Sunday, April 13, 2014

Testing the HMT project’s technical underpinnings

In February, we noted the release of new draft specifications for the CTS URN notation that we use to cite texts, and the CTS protocol that we use to retrieve texts in the Homer Multitext project. Since the publication of the draft specifications, we have released updates of a suite of test data and of software using the test data to assess the compliance of a given CTS service with the current version of the protocol.

Together with version 1.6 of this software, the ctsvalidator servlet, we are today releasing version 0.9.0 of our implementation of the CTS protocol, sparqlcts. The new version of sparqlcts passes 100% of the ctsvalidator tests.

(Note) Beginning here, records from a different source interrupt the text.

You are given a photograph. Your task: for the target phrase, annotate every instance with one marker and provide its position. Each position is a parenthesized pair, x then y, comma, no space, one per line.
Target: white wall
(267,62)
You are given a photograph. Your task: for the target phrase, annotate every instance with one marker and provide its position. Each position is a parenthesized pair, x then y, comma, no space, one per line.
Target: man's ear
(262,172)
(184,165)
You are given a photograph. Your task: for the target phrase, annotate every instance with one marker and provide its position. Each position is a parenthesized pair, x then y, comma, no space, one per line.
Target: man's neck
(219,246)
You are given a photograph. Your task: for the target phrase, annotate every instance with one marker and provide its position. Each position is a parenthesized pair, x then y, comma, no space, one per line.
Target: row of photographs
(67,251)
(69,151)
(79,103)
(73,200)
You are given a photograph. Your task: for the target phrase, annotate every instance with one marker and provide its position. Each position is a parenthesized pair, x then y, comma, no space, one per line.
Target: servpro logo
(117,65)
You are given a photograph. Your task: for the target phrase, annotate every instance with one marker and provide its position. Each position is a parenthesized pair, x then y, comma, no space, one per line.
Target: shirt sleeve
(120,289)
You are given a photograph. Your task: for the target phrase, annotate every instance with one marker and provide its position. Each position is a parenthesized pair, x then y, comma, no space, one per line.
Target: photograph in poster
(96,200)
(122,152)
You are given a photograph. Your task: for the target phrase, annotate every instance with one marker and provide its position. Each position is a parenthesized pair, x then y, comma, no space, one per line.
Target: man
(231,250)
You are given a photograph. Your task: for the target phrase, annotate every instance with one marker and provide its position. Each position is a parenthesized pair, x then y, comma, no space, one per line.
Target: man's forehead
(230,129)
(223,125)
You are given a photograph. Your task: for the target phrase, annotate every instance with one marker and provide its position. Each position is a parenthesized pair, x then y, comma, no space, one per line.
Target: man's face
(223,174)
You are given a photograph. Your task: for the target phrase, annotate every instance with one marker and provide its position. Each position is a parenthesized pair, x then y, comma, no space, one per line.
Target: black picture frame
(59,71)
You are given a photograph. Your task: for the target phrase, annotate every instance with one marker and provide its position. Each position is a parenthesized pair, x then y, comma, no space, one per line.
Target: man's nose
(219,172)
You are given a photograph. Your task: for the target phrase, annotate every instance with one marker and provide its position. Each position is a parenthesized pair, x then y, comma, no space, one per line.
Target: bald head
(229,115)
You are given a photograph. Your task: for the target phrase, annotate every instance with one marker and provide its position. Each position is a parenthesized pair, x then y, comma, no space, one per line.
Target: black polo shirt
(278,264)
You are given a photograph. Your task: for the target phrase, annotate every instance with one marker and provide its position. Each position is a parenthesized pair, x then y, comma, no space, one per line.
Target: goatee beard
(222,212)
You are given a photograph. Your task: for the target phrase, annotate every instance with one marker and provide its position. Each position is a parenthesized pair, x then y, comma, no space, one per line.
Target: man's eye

To recapitulate what we have released in 2014 in our work on CTS:
  • Formal specifications for the Canonical Text Services protocol, and CTS URNs. The specifications include Relax NG schemas for a CTS Text Inventory (the catalogue of a CTS library), and Relax NG schemas for validating the responses to CTS requests.
  • A test data set, documented in a valid CTS Text Inventory, and available in three formats:
    • valid and well-formed XML
    • tabular data in simple delimited text files
    • RDF triples in .ttl format
  • A set of 68 tests applying CTS requests to the test data set. The tests are defined in an XML file listing the request and parameters to be submitted to a running CTS installation. For each test, a corresponding XML file gives the expected responses to the request.
  • The CTS Validator, a web-app that runs the tests against any online CTS service hosting the corpus of test-data.
  • An implementation of the Canonical Text Services, sparqlcts, a Java web-app drawing its data from a SPARQL endpoint.  When the SPARQL end point is hosting the corpus of test data, sparqlcts passes 68 out of 68 of our defined tests.
This of course does not mean that sparqlcts is necessarily flawless (there may be problems that ctsvalidator does not test for), but it is an important milestone. One of the most profound implications of digital scholarship is that when we can automate the testing of digital work, we should invert the humanist’s traditional order of composition and assessment: specify the automated test first, then work until you pass the test. This applies to the software we use, too. When we next update our online services, we can be confident that our text service has successfully passed 100% of a challenging series of tests.